Stocks slip on Wall Street as Italy's rates soar

Stocks slip on Wall Street as Italy's rates soar

By CHRISTINA REXRODE
AP Business Writer
NEW YORK
U.S stocks struggled for direction Wednesday, with the debt maelstrom in Europe as an ominous backdrop.

The major stock indexes opened lower, then briefly turned positive. Shortly before noon, the Dow Jones industrial average and the Standard & Poor’s 500 were down, while the Nasdaq composite index managed to hang on to its gain.

Government borrowing costs rose in Spain and Italy, signaling that investors are worried that those countries might be unable to pay their debt. Across the hobbled continent, uncertainties continued to mount about the Spanish bank bailout, which was announced over the weekend but whose details have not been hammered out.

The Dow Jones industrial average fell as much as 75 points before rising briefly around 10:30 a.m. The gains were short-lived and small, reaching only 17 points. Shortly after noon, the Dow was down 28 points to 12,545.

The Standard & Poor’s 500 index and the Nasdaq composite followed similar patterns. The S&P 500 was down three points to 1,321. The Nasdaq was down five points to 2,838.

Spain’s 10-year borrowing rate inched up to 6.71 percent from 6.67 percent, a day after setting a euro-era record. That is a troubling sign because when the interest rate rises, it means the government is being forced to pay more to persuade investors to buy its bonds. Other countries have had to seek bailouts from their lenders when their borrowing rates hit 7 percent.

Italy, the newest flashpoint in Europe’s debt crisis, had setbacks of its own. Its 10-year borrowing rate rose to 6.11 percent from 6.02 percent the day before, and the country had to pay a sharply higher rate in a sale of 12-month bonds, 3.972 percent versus 2.34 percent a month ago. That augurs poorly for a sale of long-term debt Thursday.

News about the U.S. economy was hard to read. The government said that retail sales fell in both April and May.
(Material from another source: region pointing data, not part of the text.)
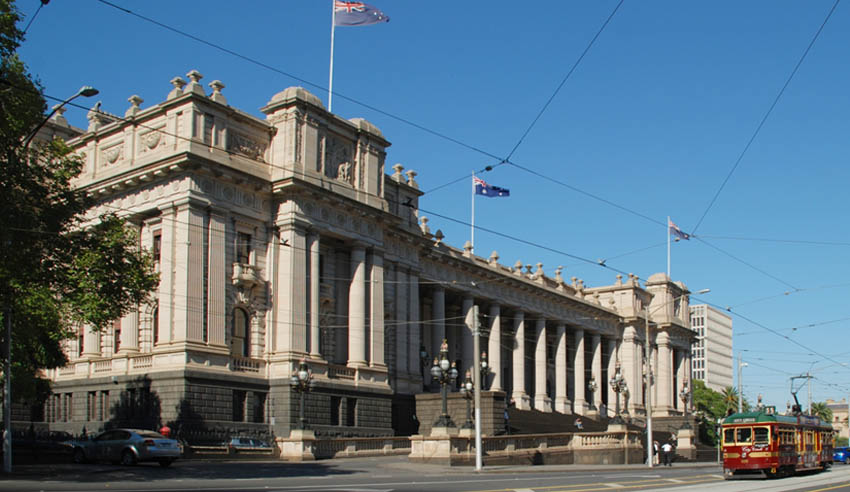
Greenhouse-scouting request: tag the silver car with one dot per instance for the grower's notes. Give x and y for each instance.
(127, 446)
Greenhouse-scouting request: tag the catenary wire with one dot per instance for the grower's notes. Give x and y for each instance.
(766, 115)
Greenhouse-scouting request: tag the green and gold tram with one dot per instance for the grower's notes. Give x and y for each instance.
(776, 445)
But excluding gas station sales, where prices dropped throughout those months, retail sales grew modestly in May.

Richard Ross, global technical strategist at Auerbach Grayson in New York, said he’s still bullish on U.S. stocks. He thinks their decline throughout May, which was perhaps a necessary correction, means they’re ready to charge ahead.
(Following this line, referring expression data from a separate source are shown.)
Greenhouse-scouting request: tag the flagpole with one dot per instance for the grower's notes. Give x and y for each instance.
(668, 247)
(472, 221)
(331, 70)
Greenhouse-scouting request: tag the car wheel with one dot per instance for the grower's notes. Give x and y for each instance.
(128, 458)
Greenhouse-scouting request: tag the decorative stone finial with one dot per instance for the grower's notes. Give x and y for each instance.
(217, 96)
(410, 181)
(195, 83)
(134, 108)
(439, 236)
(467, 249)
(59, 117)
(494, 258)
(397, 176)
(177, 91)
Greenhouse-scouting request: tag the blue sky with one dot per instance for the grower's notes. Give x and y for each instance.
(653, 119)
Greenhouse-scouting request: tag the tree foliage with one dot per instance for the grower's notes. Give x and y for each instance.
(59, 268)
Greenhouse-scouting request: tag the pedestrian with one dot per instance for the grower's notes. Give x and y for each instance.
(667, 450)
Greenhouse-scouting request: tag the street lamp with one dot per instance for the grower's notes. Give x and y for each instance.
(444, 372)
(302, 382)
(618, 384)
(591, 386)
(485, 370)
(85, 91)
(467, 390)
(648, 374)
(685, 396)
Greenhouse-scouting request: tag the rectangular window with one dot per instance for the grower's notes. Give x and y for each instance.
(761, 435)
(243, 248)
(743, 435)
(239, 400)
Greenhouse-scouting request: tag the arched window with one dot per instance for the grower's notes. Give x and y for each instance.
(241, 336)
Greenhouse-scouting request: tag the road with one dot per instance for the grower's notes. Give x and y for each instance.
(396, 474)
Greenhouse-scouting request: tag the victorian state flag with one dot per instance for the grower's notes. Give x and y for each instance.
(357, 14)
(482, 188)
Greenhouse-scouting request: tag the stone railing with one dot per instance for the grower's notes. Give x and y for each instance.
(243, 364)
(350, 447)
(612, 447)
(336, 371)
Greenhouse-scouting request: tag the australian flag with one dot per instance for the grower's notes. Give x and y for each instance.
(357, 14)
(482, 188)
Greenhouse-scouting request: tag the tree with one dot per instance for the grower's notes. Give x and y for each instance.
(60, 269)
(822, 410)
Ross thinks the market’s lack of direction this week is a result of investors trading on news headlines rather than examining the fundamentals of individual stocks. “The sovereign debt crisis, the Greek elections, the Egyptian elections _ if you are basing an investment strategy around these headlines, you will be paralyzed,” Ross said.

Slightly less than half of the stocks listed on the New York Stock Exchange rose. Four of the ten major industry indexes in the S&P 500 rose, led by health care.

Big movers included JPMorgan Chase, which rose 68 cents to $34.45 as CEO Jamie Dimon testified to Congress about the bank’s surprise $2 billion trading loss. Dell jumped 44 cents to $12.41 after the computer maker said late Tuesday it would begin paying its first shareholder dividend. Cigarette maker Philip Morris International rose $1.63 to $86.64 after announcing it will buy back more of its own stock.

Scotts Miracle-Gro, which makes lawn-care and plant products, fell $3.18 to $39.87 after issuing weak forecasts for profit and revenue. Cobalt International Energy fell $1.01 after announcing it will abandon a Gulf of Mexico well that hasn’t yielded any commercial hydrocarbons.

The bailout of Spain’s banks was meant to soothe the markets, but the reaction in the U.S. has been inscrutable. U.S. stocks plunged on Monday, then rallied on Tuesday, but that was less about Europe and more about a Federal Reserve leader hinting that the Fed could pump more money into the ailing U.S. economy.

Key details of the bailout have yet to be worked out, including how European leaders would come up with the $125 billion they say they can lend, and how Spain could pay the money back.

The interest rate on the U.S. 10-year Treasury note fell to 1.63 from 1.66 percent. That means investors are moving money into one of the few places where they think it will be safe, with the U.S. government.